Следом склонилась полноватая женщина с испуганными глазами и сжатыми губами. Одежда — простая, но чистая, руки — натруженные, с мозолями. Не из знати, ремесленники.
Дети плакали — двое мальчишек лет пяти и семи. Обритые головы, испуганные глаза. Младший цеплялся за мать, старший стоял прямо, пытался быть храбрым. Не получалось.
— Великий хунтайжи, мой дом — твой дом, — произнёс хозяин, не поднимая глаз.
Голос — спокойный, размеренный, но в нём — напряжение, страх, осознание риска.
— Благодарю тебя, — ответил коротко. — Нам нужна комната. И никому ни слова.
— Понимаю, Великий. Всё готово, как приказал господин Жаслан.
Значит, конспиративная квартира, заранее подготовленная. Умно. Охотник думает на несколько шагов вперёд.
Мы прошли через прихожую — узкую, тёмную. На стенах — деревянные полки с глиняной посудой, на полу — выцветший ковёр с традиционным узором.

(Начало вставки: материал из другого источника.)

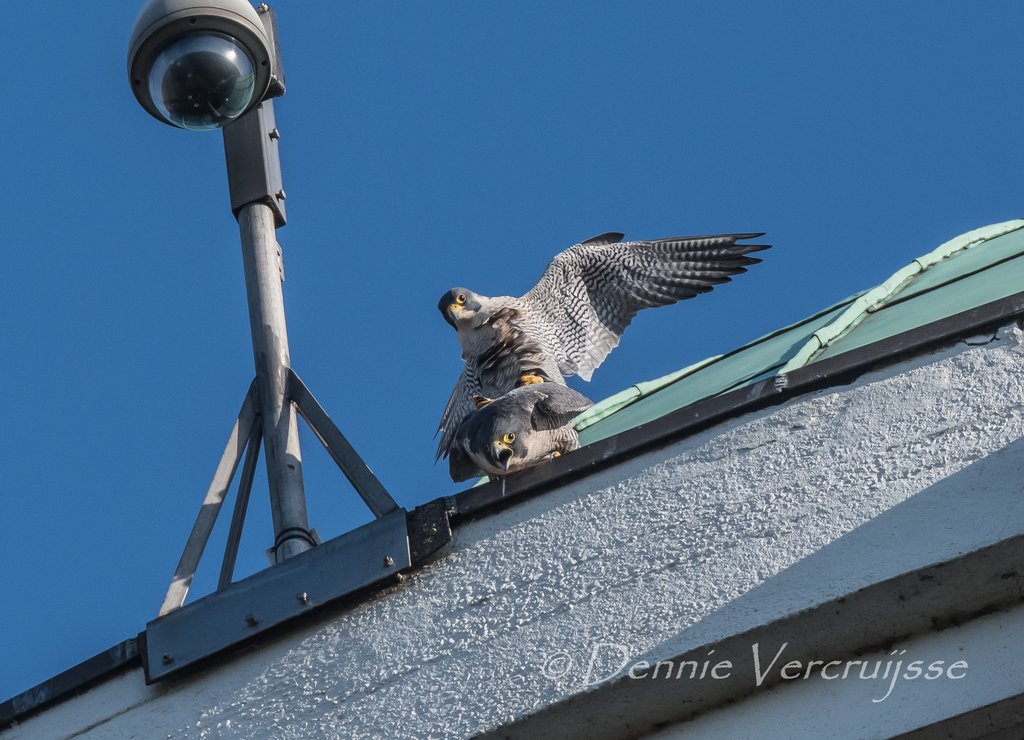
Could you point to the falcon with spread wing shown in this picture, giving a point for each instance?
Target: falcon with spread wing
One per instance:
(576, 314)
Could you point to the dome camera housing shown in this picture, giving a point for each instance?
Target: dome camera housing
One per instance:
(199, 63)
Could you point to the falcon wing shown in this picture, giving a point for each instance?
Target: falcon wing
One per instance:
(591, 292)
(459, 406)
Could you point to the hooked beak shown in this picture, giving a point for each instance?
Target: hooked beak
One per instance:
(502, 452)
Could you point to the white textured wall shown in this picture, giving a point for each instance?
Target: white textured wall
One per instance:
(731, 528)
(815, 707)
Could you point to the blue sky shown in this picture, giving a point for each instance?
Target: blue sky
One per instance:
(427, 145)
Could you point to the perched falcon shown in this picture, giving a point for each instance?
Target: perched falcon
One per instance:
(520, 429)
(574, 315)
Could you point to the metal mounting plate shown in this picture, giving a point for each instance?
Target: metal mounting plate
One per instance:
(284, 592)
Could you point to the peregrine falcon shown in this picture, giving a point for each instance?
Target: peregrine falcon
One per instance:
(526, 425)
(569, 321)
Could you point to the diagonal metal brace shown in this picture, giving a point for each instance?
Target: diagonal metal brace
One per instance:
(351, 465)
(241, 434)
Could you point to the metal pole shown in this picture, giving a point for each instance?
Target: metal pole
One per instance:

Кухня находилась в задней части дома. Это была большая комната. Очаг в центре, над ним — котёл. Запахи свежего хлеба, травяного отвара, чего-то мясного вокруг.
Упал на стул, деревянный, грубый, но крепкий. Ноги подкосились от усталости. Тело словно не моё, каждое движение — через сопротивление, каждый вдох — через боль.
Мне принесли одежду. Женщина поставила перед нами деревянные чаши с отваром, поклонилась. Вышла, уводя детей.